ENGINEERS, FIRE, INTERNATIONAL ASSOCIATION OF. [See International Association of Fire Engineers.]

ENTERPRISE MUTUAL FIRE INSURANCE COMPANY, Providence, R. I. Organized 1874. John R. Freeman, president and treasurer; Theodore P. Bogert, secretary; Benj. G. Buttolph and Edwin D. Pingree, vice-presidents. Admitted assets, December 31, 1913, $584,820.34; liabilities, $249,302.10.

EQUITABLE FIRE AND MARINE INSURANCE COMPANY, Providence, R. I., head office, Hartford, Conn. Organized 1859; capital, $400,000. Fred W. Arnold, president; John D. Knox, vice-president; Samuel G. Howe, secretary. The company is controlled by the Phoenix Fire Insurance Company, Hartford. Admitted assets, December 31, 1913, $960,525.71; liabilities, $296,246.69.

EQUITABLE FIRE INSURANCE COMPANY, Charleston, S. C. Organized 1895; capital, $200,000. David Huguenin, president; William G. Mazyck, secretary and treasurer; R. F. Touhey, assistant secretary and treasurer. Admitted assets, December 31, 1913, $401,740.78; liabilities, $129,606.02.

EQUITY FIRE INSURANCE COMPANY, Kansas City, Mo.
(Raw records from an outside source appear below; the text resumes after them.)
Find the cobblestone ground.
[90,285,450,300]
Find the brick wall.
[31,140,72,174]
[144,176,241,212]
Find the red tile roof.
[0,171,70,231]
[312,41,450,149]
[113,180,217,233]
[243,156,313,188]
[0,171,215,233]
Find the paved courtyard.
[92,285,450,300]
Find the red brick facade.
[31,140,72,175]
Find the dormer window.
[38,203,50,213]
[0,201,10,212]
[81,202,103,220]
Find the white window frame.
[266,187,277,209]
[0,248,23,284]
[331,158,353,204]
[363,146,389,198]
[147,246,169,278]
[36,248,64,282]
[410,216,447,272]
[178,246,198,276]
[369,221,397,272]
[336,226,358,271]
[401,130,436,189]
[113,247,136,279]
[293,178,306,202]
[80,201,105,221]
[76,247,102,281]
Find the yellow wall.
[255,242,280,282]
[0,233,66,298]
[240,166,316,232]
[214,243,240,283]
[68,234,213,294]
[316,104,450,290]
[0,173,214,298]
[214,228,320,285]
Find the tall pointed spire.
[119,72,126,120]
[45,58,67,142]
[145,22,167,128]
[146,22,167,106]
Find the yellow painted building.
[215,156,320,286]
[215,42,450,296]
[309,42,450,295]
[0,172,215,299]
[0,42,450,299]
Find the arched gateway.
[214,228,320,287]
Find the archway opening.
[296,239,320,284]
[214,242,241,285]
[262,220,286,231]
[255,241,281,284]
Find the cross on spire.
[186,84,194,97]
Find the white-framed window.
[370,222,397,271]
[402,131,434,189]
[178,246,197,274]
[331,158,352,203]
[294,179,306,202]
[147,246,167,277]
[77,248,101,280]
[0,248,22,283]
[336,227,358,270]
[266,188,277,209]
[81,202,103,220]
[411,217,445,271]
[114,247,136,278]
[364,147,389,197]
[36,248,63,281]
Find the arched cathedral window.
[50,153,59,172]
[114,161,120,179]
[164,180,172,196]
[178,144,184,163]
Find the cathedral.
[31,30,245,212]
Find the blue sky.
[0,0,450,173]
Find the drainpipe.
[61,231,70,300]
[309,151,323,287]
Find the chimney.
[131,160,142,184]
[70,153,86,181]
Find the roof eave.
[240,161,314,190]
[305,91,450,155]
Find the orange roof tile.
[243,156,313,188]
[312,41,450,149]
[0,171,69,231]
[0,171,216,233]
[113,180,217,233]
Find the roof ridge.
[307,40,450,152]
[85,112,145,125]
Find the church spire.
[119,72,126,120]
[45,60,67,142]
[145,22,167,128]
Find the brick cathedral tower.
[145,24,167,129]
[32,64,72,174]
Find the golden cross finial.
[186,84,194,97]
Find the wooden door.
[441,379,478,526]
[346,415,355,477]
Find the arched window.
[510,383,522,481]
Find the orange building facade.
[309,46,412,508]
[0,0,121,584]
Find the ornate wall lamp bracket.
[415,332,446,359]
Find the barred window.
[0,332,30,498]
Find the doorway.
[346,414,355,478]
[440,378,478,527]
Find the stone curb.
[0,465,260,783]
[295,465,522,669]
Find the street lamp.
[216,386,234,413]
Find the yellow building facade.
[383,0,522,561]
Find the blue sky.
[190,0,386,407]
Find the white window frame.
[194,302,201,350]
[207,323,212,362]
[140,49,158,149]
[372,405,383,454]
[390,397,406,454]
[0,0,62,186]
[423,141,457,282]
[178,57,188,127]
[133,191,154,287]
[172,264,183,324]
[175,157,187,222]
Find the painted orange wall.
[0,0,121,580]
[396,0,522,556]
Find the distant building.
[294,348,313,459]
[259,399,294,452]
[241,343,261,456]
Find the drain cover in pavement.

Organized 1909; capital, $100,000. E. G. Rowley, president; C. T. Hinkle, secretary; Bruce Dodson, manager. Admitted assets, December 31, 1913, $207,447.20; liabilities, $28,845.98.

EUREKA FIRE AND MARINE INSURANCE COMPANY, Cincinnati, Ohio. Organized 1864; capital, $100,000. F. A. Rothier, president; Adam Benus, secretary; F. C. Barton, assistant secretary. Assets, December 31, 1913, $363,535; liabilities, $133,533.

EVANS, HENRY, president of the Continental Insurance Company of New York, and the Fidelity-Phenix Insurance Company, was born at Houston, Tex., April 14, 1860. Some time after the close of the war he went to New York, where he was educated, finally leaving Columbia College School of Mines to enter the service of the Continental in March, 1878, as a junior clerk. For several years he worked at most of the desks in the office connected with the agency department. He succeeded the late Mr. Townsend as secretary of the agency department May 10, 1888; was elected second vice-president, retaining the agency department secretaryship in 1889, and vice-president January 14, 1892, and president January 15, 1903, after a service of nearly twenty-five years. Since Mr. Evans has been an officer of the Continental Insurance Company he has done a great deal of field work for it all over the United States. In March, 1904, he assumed the chairmanship of the committee of twenty on congested districts of cities of the National Board of Fire Underwriters. In June, 1906, he formed the Fidelity Fire Insurance Company, of which he is president and a director. In December, 1909, he was requested by the directors to take control of the Phenix Insurance Company of Brooklyn, which company was in trouble because of irregularities in its administration, and succeeded in saving the Phenix's agency plant. On March 1, 1910, the company was merged with the Fidelity Fire Insurance Company, under the title of the Fidelity-Phenix Fire Insurance Company, and Mr. Evans was elected president of the merged company.

EXCESS POLICY. A class of policies written to cover property in excess of other insurance. They do not apply until specific insurance is exhausted. Usually it is stipulated that a certain amount of specific insurance shall be carried, the rates for excess insurance being lower than the specific rate.